Meanwhile, DVB has been told by several sources in Sittwe that dozens of Rohingya families have left their homes and headed to IDP camps or to stay with relatives in other towns in fear of violence in the wake of recent incidents 100km north in Maungdaw.

Last month the UN announced it had found “credible evidence” that at least 48 Rohingya men, women and children were killed in the village of Duchira Dan [also written Du Char Yar Tan] in Maungdaw Township by Arakanese Buddhists. A local police officer is also alleged to have been killed by a mob of Rohingyas.

Since then, fear and tension has spread south. In the closed-off barrio of Aung Mingalar, the last remaining Rohingya neighbourhood in downtown Sittwe, several Muslim residents said they were contemplating evacuating or had sent family members away in case of renewed anti-Muslim rioting.

Gani Ahmed, who owns a teashop in nearby Bumay District, said he sent his two sons to an IDP camp because of rumours of more violence. He added that other people have left Bumay since the incidents on 13 January and 28 January in Maungdaw, and that fewer customers were frequenting his teashop.

Some spoke of selling their belongings to afford the short trip to the camps. Yusouf Ali said he moved from his home in Aung Mingalar to the Rubber Garden IDP Camp where he met up with several other Aung Mingalar neighbours.

“We came here for two reasons,” he told a DVB reporter. “One is because we fear for our lives since the killings in Maungdaw. The other is because life has become unsustainable in Aung Mingalar and people have no jobs and no money.”

Noor Mohamed, the chairman of the Rubber Garden camp, said that he thinks at least 25 people are now arriving every day to shelter at the camp, and that many cite fear of more violence as the reason.
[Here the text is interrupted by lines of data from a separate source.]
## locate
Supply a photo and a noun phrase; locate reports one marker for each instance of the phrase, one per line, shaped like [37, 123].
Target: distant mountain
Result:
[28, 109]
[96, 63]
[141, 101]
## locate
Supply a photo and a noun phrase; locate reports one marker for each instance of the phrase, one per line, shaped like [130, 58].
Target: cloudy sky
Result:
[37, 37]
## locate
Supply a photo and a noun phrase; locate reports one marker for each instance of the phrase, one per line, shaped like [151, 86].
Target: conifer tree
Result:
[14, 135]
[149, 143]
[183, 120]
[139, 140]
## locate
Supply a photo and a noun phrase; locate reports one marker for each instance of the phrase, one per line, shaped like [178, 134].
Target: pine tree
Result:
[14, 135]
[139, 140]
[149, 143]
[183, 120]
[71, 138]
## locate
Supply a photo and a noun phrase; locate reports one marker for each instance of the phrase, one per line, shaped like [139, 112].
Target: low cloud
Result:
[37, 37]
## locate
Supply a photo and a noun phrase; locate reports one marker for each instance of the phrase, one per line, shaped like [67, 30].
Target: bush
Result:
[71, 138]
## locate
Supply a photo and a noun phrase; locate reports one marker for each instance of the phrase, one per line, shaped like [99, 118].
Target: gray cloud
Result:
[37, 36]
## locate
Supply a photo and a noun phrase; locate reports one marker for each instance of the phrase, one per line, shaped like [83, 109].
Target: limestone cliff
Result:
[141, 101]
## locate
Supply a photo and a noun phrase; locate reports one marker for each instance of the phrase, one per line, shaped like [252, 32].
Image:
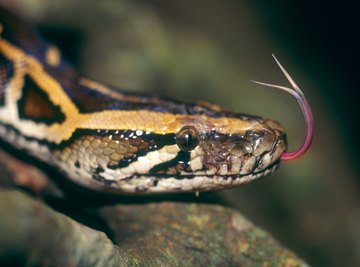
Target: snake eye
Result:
[187, 138]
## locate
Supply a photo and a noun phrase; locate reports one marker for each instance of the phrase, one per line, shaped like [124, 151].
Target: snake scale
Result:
[105, 139]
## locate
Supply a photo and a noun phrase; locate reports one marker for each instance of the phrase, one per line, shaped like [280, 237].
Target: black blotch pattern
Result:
[6, 73]
[31, 92]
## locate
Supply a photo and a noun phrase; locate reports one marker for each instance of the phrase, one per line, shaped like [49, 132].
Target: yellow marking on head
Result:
[53, 56]
[155, 122]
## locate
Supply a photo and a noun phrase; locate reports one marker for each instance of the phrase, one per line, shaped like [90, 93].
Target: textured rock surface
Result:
[162, 234]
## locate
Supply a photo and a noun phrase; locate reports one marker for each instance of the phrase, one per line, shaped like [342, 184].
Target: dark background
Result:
[210, 50]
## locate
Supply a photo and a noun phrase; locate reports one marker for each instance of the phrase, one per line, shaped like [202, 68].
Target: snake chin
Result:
[160, 184]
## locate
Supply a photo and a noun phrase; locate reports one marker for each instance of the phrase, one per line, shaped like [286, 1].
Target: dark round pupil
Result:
[187, 138]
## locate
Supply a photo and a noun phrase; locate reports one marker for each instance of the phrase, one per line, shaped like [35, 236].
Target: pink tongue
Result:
[308, 117]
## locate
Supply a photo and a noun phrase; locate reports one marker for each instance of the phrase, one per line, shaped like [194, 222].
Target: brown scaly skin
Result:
[108, 140]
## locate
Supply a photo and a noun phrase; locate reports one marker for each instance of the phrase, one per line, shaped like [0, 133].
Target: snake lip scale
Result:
[109, 140]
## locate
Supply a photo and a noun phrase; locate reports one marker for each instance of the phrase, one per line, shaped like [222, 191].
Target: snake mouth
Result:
[162, 184]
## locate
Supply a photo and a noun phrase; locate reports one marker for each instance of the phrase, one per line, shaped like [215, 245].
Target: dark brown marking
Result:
[6, 73]
[36, 105]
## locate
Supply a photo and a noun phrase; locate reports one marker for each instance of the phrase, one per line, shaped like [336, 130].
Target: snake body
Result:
[109, 140]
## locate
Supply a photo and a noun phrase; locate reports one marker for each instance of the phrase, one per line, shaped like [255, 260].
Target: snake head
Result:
[166, 146]
[215, 153]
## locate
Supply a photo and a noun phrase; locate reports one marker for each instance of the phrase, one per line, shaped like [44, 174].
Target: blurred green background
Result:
[210, 50]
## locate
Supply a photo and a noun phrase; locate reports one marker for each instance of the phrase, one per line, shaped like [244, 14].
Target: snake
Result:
[106, 139]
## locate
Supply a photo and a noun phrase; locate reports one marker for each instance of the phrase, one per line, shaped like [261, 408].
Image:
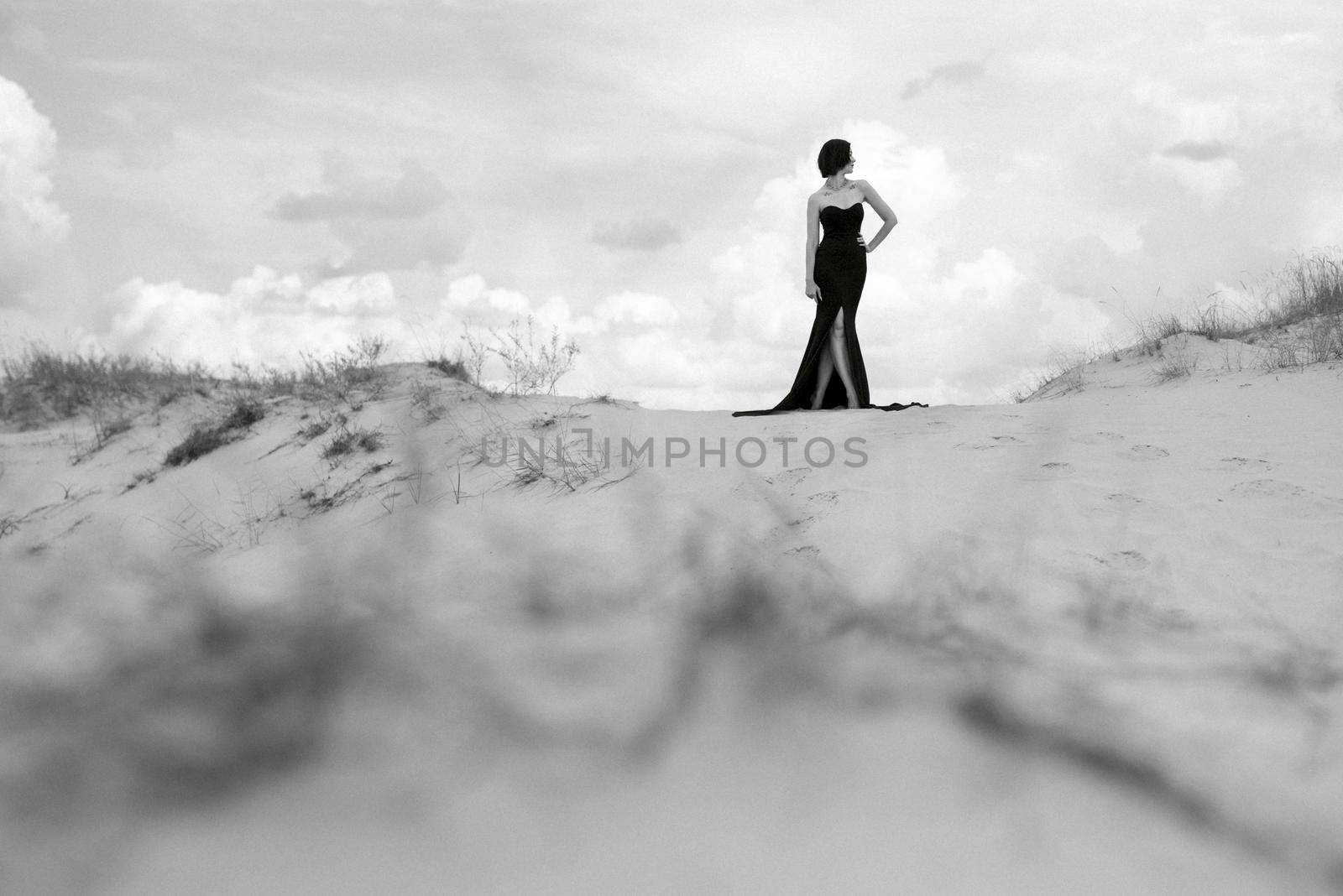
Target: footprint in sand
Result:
[1268, 487]
[994, 441]
[1123, 560]
[823, 499]
[1099, 439]
[1053, 470]
[1244, 466]
[790, 477]
[792, 528]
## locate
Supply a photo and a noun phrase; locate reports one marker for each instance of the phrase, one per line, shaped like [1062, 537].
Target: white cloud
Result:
[31, 224]
[264, 318]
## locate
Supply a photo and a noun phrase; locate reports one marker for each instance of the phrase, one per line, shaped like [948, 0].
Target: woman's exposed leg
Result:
[823, 372]
[841, 360]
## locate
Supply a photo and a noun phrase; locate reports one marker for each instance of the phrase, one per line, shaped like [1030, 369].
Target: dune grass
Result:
[1296, 320]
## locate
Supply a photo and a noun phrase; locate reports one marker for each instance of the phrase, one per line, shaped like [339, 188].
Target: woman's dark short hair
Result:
[833, 156]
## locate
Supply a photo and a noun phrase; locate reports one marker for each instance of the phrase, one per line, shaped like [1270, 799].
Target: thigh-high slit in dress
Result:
[839, 271]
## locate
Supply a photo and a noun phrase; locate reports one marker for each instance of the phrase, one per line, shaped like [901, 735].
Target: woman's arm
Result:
[888, 217]
[813, 237]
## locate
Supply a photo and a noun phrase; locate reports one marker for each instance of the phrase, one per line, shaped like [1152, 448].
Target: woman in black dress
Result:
[837, 267]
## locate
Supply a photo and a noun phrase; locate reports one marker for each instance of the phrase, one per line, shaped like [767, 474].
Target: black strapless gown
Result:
[841, 268]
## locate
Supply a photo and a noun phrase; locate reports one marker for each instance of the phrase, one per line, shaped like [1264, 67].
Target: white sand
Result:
[1112, 660]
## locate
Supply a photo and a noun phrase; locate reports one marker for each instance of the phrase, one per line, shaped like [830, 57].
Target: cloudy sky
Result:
[239, 180]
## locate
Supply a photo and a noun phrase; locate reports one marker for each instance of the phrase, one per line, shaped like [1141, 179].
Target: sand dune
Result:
[1088, 643]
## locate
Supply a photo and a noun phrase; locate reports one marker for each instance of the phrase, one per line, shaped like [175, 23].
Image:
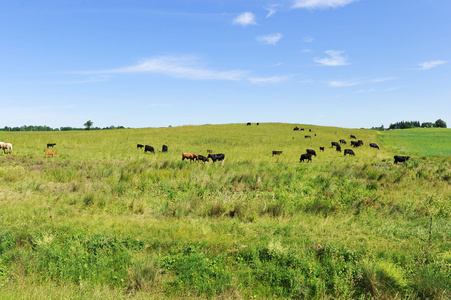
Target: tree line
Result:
[88, 126]
[414, 124]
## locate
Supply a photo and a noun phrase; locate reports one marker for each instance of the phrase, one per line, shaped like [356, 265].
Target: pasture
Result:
[104, 220]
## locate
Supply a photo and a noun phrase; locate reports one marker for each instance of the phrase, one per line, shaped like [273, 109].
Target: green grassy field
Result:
[419, 141]
[104, 220]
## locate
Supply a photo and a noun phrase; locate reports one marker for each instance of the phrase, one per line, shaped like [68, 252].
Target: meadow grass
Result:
[103, 219]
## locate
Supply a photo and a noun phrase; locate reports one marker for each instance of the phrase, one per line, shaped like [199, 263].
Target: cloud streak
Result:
[245, 19]
[185, 67]
[320, 4]
[335, 59]
[270, 39]
[431, 64]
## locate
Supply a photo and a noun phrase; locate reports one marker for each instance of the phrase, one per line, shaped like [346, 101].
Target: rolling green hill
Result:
[102, 219]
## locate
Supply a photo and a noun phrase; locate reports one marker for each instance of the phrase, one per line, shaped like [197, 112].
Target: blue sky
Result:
[141, 63]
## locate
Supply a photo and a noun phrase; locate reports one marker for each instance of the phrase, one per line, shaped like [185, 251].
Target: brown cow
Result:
[190, 156]
[47, 153]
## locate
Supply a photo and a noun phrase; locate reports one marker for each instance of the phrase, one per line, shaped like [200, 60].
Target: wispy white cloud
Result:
[270, 39]
[313, 4]
[377, 80]
[273, 79]
[272, 9]
[91, 79]
[186, 67]
[431, 64]
[335, 59]
[358, 81]
[245, 19]
[338, 83]
[367, 91]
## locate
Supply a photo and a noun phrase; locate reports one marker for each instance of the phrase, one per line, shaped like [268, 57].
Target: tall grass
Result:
[102, 219]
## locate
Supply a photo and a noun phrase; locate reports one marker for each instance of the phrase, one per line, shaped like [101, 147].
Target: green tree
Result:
[440, 123]
[88, 124]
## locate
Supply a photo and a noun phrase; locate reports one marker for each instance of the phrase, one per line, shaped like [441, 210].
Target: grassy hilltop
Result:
[104, 220]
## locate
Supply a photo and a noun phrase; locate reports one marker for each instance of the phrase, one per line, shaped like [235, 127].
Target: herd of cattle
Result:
[8, 148]
[304, 157]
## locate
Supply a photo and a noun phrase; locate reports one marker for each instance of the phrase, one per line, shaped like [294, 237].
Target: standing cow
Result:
[311, 151]
[148, 148]
[399, 158]
[305, 156]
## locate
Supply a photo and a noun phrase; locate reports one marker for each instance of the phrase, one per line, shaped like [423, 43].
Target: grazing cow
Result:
[399, 158]
[47, 153]
[202, 158]
[6, 147]
[306, 156]
[349, 151]
[148, 148]
[190, 156]
[355, 144]
[215, 157]
[311, 151]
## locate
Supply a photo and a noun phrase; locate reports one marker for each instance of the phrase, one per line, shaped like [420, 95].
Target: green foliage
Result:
[103, 214]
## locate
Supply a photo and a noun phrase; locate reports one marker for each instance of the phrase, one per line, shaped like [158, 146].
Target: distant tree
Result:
[427, 124]
[88, 124]
[440, 123]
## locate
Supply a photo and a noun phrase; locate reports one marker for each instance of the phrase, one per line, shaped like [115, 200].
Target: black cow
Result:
[202, 158]
[215, 157]
[306, 156]
[399, 158]
[355, 144]
[311, 151]
[148, 148]
[349, 151]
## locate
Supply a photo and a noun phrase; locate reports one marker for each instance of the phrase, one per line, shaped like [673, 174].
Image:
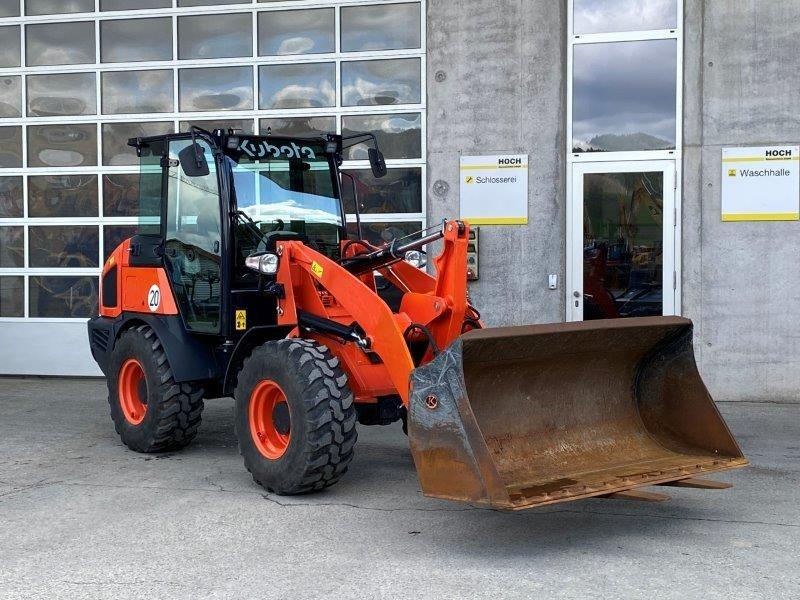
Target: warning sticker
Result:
[241, 320]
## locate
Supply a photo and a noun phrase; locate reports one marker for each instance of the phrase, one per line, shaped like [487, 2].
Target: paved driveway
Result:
[83, 517]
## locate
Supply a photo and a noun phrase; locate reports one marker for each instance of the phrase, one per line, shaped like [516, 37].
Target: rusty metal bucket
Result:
[528, 416]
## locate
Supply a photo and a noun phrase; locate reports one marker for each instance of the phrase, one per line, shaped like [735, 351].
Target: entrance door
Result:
[621, 259]
[193, 241]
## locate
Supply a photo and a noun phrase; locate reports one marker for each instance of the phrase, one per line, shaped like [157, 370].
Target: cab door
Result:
[193, 241]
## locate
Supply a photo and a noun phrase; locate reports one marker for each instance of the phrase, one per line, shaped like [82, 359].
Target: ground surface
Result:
[83, 517]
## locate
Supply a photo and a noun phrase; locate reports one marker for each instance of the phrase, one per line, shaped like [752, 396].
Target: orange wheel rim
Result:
[133, 391]
[270, 422]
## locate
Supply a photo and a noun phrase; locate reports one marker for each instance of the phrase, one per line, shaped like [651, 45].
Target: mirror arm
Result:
[355, 201]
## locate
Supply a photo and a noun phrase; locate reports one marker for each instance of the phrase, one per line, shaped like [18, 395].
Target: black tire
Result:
[322, 413]
[173, 410]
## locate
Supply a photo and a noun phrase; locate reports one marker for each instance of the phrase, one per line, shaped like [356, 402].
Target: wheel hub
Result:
[270, 419]
[132, 391]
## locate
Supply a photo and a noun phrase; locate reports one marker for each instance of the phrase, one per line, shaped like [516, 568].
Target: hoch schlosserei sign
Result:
[494, 189]
[761, 183]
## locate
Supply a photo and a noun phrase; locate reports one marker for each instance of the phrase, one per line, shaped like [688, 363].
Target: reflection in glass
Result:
[59, 43]
[12, 297]
[10, 46]
[11, 198]
[623, 245]
[298, 126]
[375, 82]
[132, 92]
[63, 297]
[140, 4]
[399, 192]
[62, 145]
[399, 136]
[9, 8]
[244, 125]
[383, 233]
[10, 147]
[131, 40]
[625, 96]
[116, 151]
[114, 235]
[10, 96]
[51, 7]
[62, 196]
[216, 88]
[381, 27]
[121, 195]
[150, 179]
[12, 247]
[215, 36]
[296, 32]
[297, 86]
[62, 94]
[608, 16]
[74, 246]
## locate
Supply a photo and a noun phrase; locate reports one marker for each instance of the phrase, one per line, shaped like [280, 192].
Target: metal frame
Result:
[575, 273]
[573, 280]
[254, 114]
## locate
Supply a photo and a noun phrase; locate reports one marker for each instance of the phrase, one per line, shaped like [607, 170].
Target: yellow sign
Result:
[241, 320]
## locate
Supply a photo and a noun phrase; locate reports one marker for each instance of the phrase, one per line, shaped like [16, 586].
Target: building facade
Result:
[623, 108]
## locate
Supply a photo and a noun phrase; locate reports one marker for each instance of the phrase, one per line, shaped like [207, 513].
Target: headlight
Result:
[416, 259]
[266, 264]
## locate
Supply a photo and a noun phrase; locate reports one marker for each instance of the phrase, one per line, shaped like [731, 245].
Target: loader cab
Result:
[208, 201]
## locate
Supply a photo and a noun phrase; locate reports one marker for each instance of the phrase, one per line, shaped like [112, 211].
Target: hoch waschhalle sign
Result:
[761, 184]
[494, 189]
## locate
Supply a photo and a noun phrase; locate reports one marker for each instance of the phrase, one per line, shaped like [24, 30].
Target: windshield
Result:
[288, 187]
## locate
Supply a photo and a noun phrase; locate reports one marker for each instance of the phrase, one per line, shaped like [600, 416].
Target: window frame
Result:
[675, 156]
[252, 114]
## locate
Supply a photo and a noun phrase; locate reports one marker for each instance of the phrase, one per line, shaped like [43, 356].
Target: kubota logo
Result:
[263, 149]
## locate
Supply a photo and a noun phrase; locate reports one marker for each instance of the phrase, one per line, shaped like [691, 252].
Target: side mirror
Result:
[193, 161]
[377, 162]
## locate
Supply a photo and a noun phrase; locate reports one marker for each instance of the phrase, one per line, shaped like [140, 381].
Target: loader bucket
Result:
[528, 416]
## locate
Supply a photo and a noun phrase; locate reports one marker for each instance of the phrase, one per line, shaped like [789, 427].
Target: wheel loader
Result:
[243, 281]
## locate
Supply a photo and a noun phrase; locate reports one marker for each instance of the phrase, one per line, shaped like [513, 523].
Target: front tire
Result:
[151, 412]
[295, 417]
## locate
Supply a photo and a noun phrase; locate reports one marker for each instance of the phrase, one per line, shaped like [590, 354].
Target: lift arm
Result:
[439, 304]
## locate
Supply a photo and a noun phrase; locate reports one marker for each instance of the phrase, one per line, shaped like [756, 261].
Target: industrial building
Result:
[622, 123]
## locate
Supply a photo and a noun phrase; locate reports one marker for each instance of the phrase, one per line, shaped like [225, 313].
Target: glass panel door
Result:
[193, 241]
[623, 240]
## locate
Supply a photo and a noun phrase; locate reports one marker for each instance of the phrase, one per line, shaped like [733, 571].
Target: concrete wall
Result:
[495, 85]
[741, 280]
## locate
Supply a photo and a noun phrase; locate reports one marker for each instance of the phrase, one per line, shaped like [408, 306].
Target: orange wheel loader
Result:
[243, 281]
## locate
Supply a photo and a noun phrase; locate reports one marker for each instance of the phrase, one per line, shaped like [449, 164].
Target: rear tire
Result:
[151, 412]
[309, 446]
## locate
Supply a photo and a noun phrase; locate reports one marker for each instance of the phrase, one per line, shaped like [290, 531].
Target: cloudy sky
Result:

Phil Robertson, deputy director of the Asia division for Human Rights Watch, told DVB that Aung Mingalar is “surrounded by hostile Rakhine [Arakanese] who have made clear their intention to push the Rohingya out.”

However, a central committee member for the Rakhine Nationalities Development Party, Shwe Maung, denied that there have been any threats against the Rohingyas. “We are peaceful people,” he told DVB.

He suggested that “the Bengalis may have left their homes because they feared being discovered as illegal immigrants amid the increased security presence in Sittwe following the Maungdaw violence.”

* In original version of this article, DVB said neither OCHA nor MSF “would comment” on the accusations. In fact, neither organisation refused to comment, and their responses have now been noted in our 5 February article. DVB apologises to OCHA and MSF for any any misdirection caused by this quote.